LLMs as Noisy Channels: A Shannon Perspective on Model Capacity and Scaling Laws
Xu Ouyang ⋅ Deyi Liu ⋅ Yuhang Cai ⋅ Jing Liu ⋅ Yuan Yang ⋅ Chen Zheng ⋅ Thomas Hartvigsen ⋅ Yiyuan Ma
Abstract
Existing scaling laws for Large Language Models (LLMs), predominantly monotonic power laws, have successfully guided model development but fail to explain emerging non-monotonic phenomena such as catastrophic overtraining and quantization-induced degradation, where performance deteriorates despite increased compute. We propose the Shannon Scaling Law, a unified theoretical framework that models LLM training as information transmission over a noisy channel, grounded in the Shannon–Hartley theorem. By mapping model parameters to channel bandwidth and training tokens to signal power, our formulation explicitly captures the interaction between learning signal and intrinsic noise.
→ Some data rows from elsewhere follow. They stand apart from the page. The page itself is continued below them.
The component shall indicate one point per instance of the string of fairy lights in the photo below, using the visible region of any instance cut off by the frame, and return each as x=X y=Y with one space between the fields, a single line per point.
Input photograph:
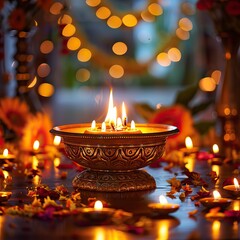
x=118 y=64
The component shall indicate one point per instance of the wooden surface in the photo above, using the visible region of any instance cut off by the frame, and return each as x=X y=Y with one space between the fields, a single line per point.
x=178 y=225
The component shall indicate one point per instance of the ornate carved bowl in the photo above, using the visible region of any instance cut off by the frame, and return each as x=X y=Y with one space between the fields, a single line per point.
x=112 y=160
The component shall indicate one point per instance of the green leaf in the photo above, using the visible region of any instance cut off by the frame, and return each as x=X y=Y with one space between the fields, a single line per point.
x=200 y=107
x=186 y=95
x=144 y=110
x=204 y=126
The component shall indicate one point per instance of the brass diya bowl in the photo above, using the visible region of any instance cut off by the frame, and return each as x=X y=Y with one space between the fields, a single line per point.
x=112 y=159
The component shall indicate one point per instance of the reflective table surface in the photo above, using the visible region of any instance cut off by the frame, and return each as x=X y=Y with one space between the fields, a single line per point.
x=177 y=225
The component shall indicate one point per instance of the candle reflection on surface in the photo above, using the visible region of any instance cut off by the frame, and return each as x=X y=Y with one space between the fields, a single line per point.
x=190 y=163
x=216 y=225
x=163 y=230
x=216 y=168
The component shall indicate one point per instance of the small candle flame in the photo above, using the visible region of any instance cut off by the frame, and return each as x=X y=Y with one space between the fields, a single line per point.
x=98 y=205
x=103 y=129
x=124 y=115
x=36 y=145
x=110 y=108
x=215 y=148
x=216 y=194
x=162 y=199
x=5 y=174
x=119 y=123
x=93 y=126
x=133 y=125
x=188 y=143
x=5 y=152
x=57 y=140
x=235 y=181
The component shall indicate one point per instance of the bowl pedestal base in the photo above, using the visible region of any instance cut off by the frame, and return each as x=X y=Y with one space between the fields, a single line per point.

This perspective reveals a fundamental Shannon capacity for LLMs: scaling model size or data without preserving a sufficient signal-to-noise ratio (SNR) inevitably amplifies noise, inducing a transition from monotonic improvement to U-shaped performance degradation. We validate our theory through extensive experiments on the Pythia and OLMo2 model suites under diverse perturbations, including Gaussian noise, quantization and supervised finetuning on math, QA and code tasks. The Shannon Scaling Law consistently outperforms classical scaling laws and recent perturbation-aware laws, achieving strong $R^2$ scores and accurately capturing loss basins missed by prior approaches. Our results suggest that SNR-aware scaling is essential for robust and efficient model growth, providing a principled foundation for future scaling strategies.